On the walk to school, Cedar, Steve, and I took out our schedules, and as we compared them, I got a sinking feeling in my stomach.
We had almost no classes together.
“But we’re in the same math class,” Cedar said to me as we hung around the flag in front of the school, waiting for the doors to open. “And sometimes we have lunch together. And look—we all have Lab RBX!”
“Whatever that is,” Steve said.
At the sound of the bell, we hurried inside. A big monitor hung from the ceiling of the main hall and flashed a message in bright red letters:
welcome back, fightin’ bookworms!
Was the school mascot really an earthworm wearing boxing gloves?
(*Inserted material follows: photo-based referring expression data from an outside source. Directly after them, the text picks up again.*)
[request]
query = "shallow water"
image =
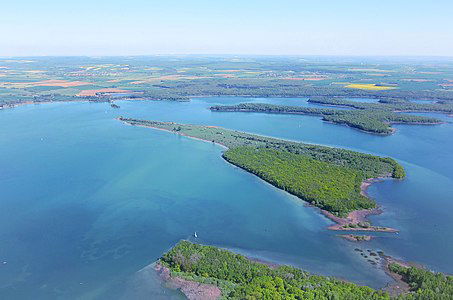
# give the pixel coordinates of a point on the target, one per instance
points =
(87, 201)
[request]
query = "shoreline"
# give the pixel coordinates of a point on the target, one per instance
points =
(353, 218)
(195, 290)
(191, 289)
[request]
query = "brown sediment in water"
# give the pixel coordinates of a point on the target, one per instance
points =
(354, 217)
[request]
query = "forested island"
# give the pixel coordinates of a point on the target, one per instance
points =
(371, 119)
(222, 274)
(326, 177)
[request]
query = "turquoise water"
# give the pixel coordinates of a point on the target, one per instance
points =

Worms didn’t even have arms.
The first good news of the day was that I found my homeroom, no problem. (It was right inside the front door.) I sat down just before the tardy bell rang. When I looked around, I saw a bunch of kids I didn’t know—but no teacher.
Suddenly, there was a booming voice, and I half jumped out of my seat.
“Hi, y’all! And welcome to your FIRST day at Elba Middle School!”
The voice was coming from a pair of speakers.
“Y’all can call me Miss Emmy Jo, and I’m your homeroom teacher.”
Miss Emmy Jo had big glasses, orange hair, and a sweater with a glittering, sequined pony on it. She was also just a face on a smartboard screen.
“Now, y’all may think it’s weird to have a teacher on a screen, but it’s part of a new wave in education,” Miss Emmy Jo said. “Remote instruction!”
“Cool!” the kid behind me whispered. “We can do whatever we want!”
Miss Emmy Jo’s bright blue eyes grew suddenly dark.
“No, you can not do whatever you want, Mr. Student Number Seventeen,” she said. “I may be sitting down here in Alabama, but I can spy you like a vulture spies a wounded field mouse!”
All the students suddenly got very quiet.
“I have a split-screen monitor right here with every student’s face on it,” Miss Emmy Jo said. “My hushed-voice recognition technology not only detects whispers at twenty decibels, but also who is making them!”
Miss Emmy Jo’s expression again suddenly switched, this time from a frown back into a big smile.
“I know we’re gonna have the best homeroom year ever! Go Fightin’ Mealworms!”
“Fightin’ Bookworms!” someone in the back yelled.
Miss Emmy Jo looked down at her notes. “Right,” she said. “Sorry about that, y’all! Skedaddle now, and have yourselves a great first day of school.”